Great. It turns out that we know of the existence of a function called distinctBy in which we must pass it as a parameter, a function that indicates the “key” which will serve as an indicator of whether an element is repeated or not. This can be a first name, a last name, or a code.

We just need to write:

val newList = products.distinctBy { product -> product.code }

¡And, voilá!

Ready, one line of code was enough and we already have a new list that does not contain repeated products with the same code.

But… do we know what he does inside?

Let’s analyze the source code of this function.

As we can see, it is an inline extension function applicable to any data structure that implements the Iterable interface.

This function depends on two generic classes that it will need for its operation: one that determines the data types of the list to return (the same as the original list) denoted by the letter T, and another that determines the differentiator of the objects, denoted with the letter K.

In the first two lines, two new objects are instantiated. The first is a hash table or dictionary data structure that at the same time implements the Set interface (HashSet): it will not allow repeated elements thanks to the fact that it contains a hash table inside. The second is a simple list that will serve as the resulting filtered list.

Iterates over the original list (shown as this in the for statement) and executes the selector function that is passed as a parameter.
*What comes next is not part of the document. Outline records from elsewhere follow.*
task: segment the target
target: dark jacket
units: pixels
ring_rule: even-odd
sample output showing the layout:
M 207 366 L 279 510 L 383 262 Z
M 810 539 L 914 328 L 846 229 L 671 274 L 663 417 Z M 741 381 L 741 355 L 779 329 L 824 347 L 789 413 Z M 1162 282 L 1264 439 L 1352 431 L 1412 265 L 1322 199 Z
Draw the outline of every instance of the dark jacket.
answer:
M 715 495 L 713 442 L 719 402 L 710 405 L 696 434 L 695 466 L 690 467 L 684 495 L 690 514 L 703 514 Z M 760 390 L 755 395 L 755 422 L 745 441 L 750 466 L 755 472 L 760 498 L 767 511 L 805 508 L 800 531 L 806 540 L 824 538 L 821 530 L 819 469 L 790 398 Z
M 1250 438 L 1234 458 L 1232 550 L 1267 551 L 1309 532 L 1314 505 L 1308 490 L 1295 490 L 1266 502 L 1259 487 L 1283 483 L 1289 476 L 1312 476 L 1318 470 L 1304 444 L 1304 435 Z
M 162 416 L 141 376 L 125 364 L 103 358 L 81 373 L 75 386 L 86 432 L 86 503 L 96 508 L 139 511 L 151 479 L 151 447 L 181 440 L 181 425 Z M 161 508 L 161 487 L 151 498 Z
This selector function is passed the current element of the iteration.

That means that in each iteration, the function { product -> product.code } will be returning what we want to serve as a unique identifier, that’s why its value is assigned to a variable named “key”.
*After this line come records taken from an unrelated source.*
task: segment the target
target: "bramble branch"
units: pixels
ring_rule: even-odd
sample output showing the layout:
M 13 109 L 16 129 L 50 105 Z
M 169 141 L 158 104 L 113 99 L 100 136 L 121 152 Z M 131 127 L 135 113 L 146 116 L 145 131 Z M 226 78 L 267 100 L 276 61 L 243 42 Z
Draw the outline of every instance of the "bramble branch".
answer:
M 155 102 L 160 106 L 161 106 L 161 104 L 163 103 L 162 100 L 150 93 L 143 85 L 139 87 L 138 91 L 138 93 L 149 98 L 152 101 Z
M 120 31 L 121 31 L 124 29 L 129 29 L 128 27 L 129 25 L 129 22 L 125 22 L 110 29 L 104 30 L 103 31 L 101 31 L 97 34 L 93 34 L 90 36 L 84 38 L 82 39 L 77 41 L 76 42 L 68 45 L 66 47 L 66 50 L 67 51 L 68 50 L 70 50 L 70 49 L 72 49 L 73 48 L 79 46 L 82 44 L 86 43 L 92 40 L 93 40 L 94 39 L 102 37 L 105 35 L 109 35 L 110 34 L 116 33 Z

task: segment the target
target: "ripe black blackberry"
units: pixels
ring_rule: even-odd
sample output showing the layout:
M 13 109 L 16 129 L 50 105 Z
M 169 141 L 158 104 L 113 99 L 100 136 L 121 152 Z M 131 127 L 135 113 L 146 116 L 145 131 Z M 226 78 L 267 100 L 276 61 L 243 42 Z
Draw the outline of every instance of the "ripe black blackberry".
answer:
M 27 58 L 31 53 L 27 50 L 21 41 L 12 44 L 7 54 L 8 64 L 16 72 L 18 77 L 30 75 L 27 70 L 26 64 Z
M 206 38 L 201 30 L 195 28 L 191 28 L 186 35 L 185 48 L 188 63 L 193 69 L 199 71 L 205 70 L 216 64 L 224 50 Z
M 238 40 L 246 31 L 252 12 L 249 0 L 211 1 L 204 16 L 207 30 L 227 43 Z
Once we get the unique identifier (which in our example is the product code), we proceed to insert it into our hash table.

As we can see, this insertion occurs inside a conditional if.
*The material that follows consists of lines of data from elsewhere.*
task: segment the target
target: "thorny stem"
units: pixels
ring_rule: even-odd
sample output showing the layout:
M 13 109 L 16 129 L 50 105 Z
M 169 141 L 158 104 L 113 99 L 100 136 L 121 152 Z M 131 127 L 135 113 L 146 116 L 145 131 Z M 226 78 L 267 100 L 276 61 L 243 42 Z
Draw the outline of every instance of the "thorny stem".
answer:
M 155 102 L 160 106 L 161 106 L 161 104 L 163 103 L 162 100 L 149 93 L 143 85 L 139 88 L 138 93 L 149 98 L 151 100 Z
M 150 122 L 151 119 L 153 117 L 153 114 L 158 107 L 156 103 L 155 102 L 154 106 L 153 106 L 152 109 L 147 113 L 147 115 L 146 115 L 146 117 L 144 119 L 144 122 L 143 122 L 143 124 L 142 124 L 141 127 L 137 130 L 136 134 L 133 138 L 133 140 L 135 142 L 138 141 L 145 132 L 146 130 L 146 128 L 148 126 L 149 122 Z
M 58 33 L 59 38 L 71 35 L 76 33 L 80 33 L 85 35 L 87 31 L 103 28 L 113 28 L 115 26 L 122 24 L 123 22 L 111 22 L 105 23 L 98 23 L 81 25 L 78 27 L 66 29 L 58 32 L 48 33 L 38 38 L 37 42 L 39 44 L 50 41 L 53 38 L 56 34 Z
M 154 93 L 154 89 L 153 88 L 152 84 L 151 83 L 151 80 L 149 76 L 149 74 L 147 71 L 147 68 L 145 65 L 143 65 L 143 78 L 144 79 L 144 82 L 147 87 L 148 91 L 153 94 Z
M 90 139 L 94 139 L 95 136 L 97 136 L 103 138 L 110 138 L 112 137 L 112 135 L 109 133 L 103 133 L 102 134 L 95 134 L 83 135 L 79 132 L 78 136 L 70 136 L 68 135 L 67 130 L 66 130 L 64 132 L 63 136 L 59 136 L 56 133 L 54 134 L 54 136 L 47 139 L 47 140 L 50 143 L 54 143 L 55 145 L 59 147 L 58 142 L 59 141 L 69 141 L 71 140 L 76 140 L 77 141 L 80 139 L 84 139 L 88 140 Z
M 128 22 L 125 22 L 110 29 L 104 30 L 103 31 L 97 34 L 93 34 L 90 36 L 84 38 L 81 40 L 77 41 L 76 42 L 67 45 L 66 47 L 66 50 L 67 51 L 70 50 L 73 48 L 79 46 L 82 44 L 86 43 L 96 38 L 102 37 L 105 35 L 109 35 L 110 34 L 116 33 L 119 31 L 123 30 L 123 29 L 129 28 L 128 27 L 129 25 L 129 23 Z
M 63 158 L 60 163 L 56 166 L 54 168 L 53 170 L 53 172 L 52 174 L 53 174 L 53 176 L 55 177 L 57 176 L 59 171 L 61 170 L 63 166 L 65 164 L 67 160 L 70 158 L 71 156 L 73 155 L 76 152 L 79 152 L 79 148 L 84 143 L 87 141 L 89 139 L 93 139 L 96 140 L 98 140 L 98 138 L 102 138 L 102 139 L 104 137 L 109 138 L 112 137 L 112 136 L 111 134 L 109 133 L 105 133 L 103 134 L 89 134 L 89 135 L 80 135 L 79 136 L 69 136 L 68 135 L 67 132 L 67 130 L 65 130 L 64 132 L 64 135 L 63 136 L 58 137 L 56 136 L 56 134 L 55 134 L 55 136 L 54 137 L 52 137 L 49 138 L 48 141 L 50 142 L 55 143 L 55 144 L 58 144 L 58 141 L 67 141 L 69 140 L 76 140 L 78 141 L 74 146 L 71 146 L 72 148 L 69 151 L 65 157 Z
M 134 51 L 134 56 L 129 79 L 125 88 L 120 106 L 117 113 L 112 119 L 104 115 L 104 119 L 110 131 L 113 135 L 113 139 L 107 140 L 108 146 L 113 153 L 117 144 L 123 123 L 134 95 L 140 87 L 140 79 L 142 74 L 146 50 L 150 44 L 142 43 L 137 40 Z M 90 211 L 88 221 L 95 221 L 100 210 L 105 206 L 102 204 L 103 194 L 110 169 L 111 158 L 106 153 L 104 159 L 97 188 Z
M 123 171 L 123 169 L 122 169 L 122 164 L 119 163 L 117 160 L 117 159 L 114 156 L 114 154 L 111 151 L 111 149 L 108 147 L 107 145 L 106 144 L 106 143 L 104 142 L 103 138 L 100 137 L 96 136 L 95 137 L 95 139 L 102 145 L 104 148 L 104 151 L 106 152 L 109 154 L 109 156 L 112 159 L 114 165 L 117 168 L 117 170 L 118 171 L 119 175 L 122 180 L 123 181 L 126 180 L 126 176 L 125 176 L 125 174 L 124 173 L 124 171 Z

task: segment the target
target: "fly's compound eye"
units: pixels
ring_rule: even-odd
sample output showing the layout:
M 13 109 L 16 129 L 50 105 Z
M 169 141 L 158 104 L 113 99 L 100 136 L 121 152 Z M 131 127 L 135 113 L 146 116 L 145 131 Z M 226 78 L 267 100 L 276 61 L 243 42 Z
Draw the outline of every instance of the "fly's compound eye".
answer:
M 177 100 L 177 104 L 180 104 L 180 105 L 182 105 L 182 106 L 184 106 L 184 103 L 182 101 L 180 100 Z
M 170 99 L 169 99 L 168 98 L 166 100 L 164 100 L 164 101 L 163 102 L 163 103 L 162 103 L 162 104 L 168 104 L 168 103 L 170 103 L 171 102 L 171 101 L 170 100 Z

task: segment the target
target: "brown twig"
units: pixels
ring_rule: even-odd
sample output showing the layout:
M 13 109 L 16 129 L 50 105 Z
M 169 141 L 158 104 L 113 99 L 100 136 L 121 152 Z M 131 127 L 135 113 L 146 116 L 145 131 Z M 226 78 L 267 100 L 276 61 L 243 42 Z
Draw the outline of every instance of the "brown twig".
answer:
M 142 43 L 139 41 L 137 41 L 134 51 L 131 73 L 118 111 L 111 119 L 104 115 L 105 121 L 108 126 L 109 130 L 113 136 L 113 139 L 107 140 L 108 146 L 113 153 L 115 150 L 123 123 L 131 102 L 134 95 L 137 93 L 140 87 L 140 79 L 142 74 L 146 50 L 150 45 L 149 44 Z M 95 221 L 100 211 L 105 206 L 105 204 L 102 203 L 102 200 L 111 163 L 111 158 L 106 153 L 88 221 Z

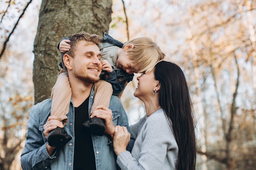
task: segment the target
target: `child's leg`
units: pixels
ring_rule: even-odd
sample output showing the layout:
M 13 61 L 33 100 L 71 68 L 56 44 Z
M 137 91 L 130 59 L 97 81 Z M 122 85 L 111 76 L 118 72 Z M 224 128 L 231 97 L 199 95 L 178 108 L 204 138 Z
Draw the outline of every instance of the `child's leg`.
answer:
M 94 101 L 92 106 L 91 113 L 97 106 L 103 105 L 108 108 L 113 93 L 111 84 L 104 80 L 100 80 L 95 83 L 94 88 Z
M 67 122 L 66 115 L 68 113 L 71 98 L 71 88 L 67 73 L 63 71 L 58 74 L 58 78 L 52 90 L 51 115 L 57 116 L 63 125 Z

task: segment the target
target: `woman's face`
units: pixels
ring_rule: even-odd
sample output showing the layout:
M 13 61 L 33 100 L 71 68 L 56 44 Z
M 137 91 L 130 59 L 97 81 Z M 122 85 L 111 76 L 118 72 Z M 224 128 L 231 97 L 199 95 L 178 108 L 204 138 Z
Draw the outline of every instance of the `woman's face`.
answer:
M 138 85 L 134 92 L 134 96 L 143 101 L 144 99 L 146 99 L 154 95 L 152 92 L 158 81 L 155 79 L 153 70 L 138 77 L 137 80 Z

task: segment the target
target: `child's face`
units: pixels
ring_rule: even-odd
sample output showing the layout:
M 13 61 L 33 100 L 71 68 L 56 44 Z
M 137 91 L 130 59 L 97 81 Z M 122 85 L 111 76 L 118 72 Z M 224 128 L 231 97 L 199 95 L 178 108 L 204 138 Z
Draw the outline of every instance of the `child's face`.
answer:
M 137 70 L 135 68 L 130 60 L 127 55 L 127 52 L 124 51 L 121 53 L 117 60 L 117 67 L 124 70 L 128 74 L 137 73 Z

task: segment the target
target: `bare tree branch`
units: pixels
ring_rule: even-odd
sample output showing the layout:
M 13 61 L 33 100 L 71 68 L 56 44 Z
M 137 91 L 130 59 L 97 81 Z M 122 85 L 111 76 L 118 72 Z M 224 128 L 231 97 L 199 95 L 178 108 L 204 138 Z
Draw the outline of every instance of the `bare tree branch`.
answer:
M 7 44 L 7 42 L 8 42 L 9 41 L 9 40 L 10 39 L 10 38 L 11 37 L 11 36 L 12 35 L 13 33 L 14 32 L 14 30 L 16 29 L 16 27 L 17 27 L 17 26 L 18 25 L 18 24 L 19 23 L 19 21 L 20 21 L 20 18 L 22 18 L 22 17 L 23 16 L 23 15 L 24 15 L 24 13 L 25 13 L 25 11 L 26 11 L 26 10 L 27 9 L 27 8 L 29 6 L 29 5 L 31 3 L 31 2 L 32 2 L 32 0 L 30 0 L 29 1 L 29 2 L 27 2 L 27 5 L 26 5 L 25 6 L 25 7 L 24 7 L 24 9 L 23 10 L 23 11 L 20 14 L 20 17 L 19 17 L 19 18 L 18 19 L 18 20 L 17 20 L 17 22 L 15 23 L 15 24 L 14 25 L 14 26 L 13 26 L 13 28 L 12 30 L 11 30 L 11 33 L 10 33 L 9 35 L 8 35 L 8 36 L 7 38 L 6 39 L 6 40 L 5 40 L 4 42 L 3 48 L 2 48 L 2 51 L 1 51 L 1 53 L 0 53 L 0 59 L 1 59 L 1 57 L 2 56 L 3 54 L 4 54 L 4 51 L 5 51 L 5 49 L 6 48 L 6 45 Z M 7 11 L 6 11 L 6 12 L 7 12 Z
M 4 15 L 3 15 L 2 16 L 2 18 L 1 18 L 1 21 L 0 21 L 0 24 L 2 23 L 2 21 L 3 20 L 3 18 L 4 18 L 4 17 L 5 15 L 5 13 L 6 13 L 6 12 L 8 10 L 8 8 L 9 8 L 9 7 L 10 7 L 10 4 L 11 4 L 11 0 L 10 0 L 9 1 L 9 2 L 8 2 L 8 6 L 7 7 L 7 8 L 6 9 L 6 10 L 5 10 L 5 12 L 4 12 Z
M 124 7 L 124 15 L 125 15 L 125 18 L 126 21 L 126 29 L 127 31 L 127 40 L 129 41 L 130 39 L 129 35 L 129 30 L 128 30 L 128 18 L 127 18 L 127 15 L 126 15 L 126 11 L 125 6 L 124 6 L 124 0 L 122 0 L 122 2 L 123 2 L 123 5 Z
M 220 157 L 220 155 L 217 155 L 214 153 L 210 153 L 208 152 L 202 152 L 201 150 L 197 150 L 196 151 L 196 152 L 198 153 L 199 153 L 200 154 L 203 155 L 204 155 L 206 156 L 207 157 L 207 159 L 213 159 L 216 161 L 218 161 L 219 162 L 220 162 L 222 163 L 226 163 L 227 158 Z

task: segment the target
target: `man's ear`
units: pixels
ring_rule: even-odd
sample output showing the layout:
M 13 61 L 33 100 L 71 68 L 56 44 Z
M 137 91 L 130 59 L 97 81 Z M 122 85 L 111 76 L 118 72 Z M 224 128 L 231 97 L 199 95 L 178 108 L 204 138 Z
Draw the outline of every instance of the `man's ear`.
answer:
M 130 50 L 131 49 L 132 49 L 134 48 L 134 45 L 133 45 L 132 44 L 129 44 L 126 45 L 124 47 L 124 51 L 125 52 L 126 52 L 128 50 Z
M 68 54 L 65 54 L 63 56 L 63 62 L 68 70 L 72 69 L 71 57 Z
The Set interface states that the add function will return true if, and only if, the element was inserted. And at what point is the element not inserted? Well, when it already exists (it is verified with a hash table!).

Once we know that this identifier did not exist in our identifier hash table (set.add(key) returns true), then we proceed to insert the element (the product) in our new list (list.add(e)).

No lookup is performed to see if the iteration item already exists in the list. We only try to insert its identifier (the product code) in the hash table and if this operation is successful (returns true) then we just add this product to the filtered list.

Since the whole original list is iterated anyway, the time complexity will be O(n), however, the verification of whether or not an element already exists in the list is returns in constant time O(1), due to our hash table inside our HashSet which will tell us if the identifier was inserted or not.

Of course, when creating two new objects, the memory space used will be a little larger, but not as relevant since the purpose of the HashSet is to store only the identifiers to know if an element has already been created. exists or not in the original list.


  1. The distinctby function uses a HashSet structure to speed up the cost of time with the verification of the existence of an element in our list.

  2. Unlike a HashMap, a HashSet needs only one element at insert time and it cannot be repeated, it acts as key and value at the same time (actually, if we look at the internal implementation, a generic static Object object is used as value).

  3. Of course, distinctBy offers us better performance than if we opted for an implementation of two iterations, one inside the other. However, we could also have used a HashMap and inserted on top of it using the product code as the key and the product as the value. The result would be a clean product structure.

What did you think? Do you also often analyze the functions that we use on a daily basis and that make our lives easier? I would like to know if you know of any other functions or APIs that also make use of these data structures efficiently and simplify our day-to-day developments 😄.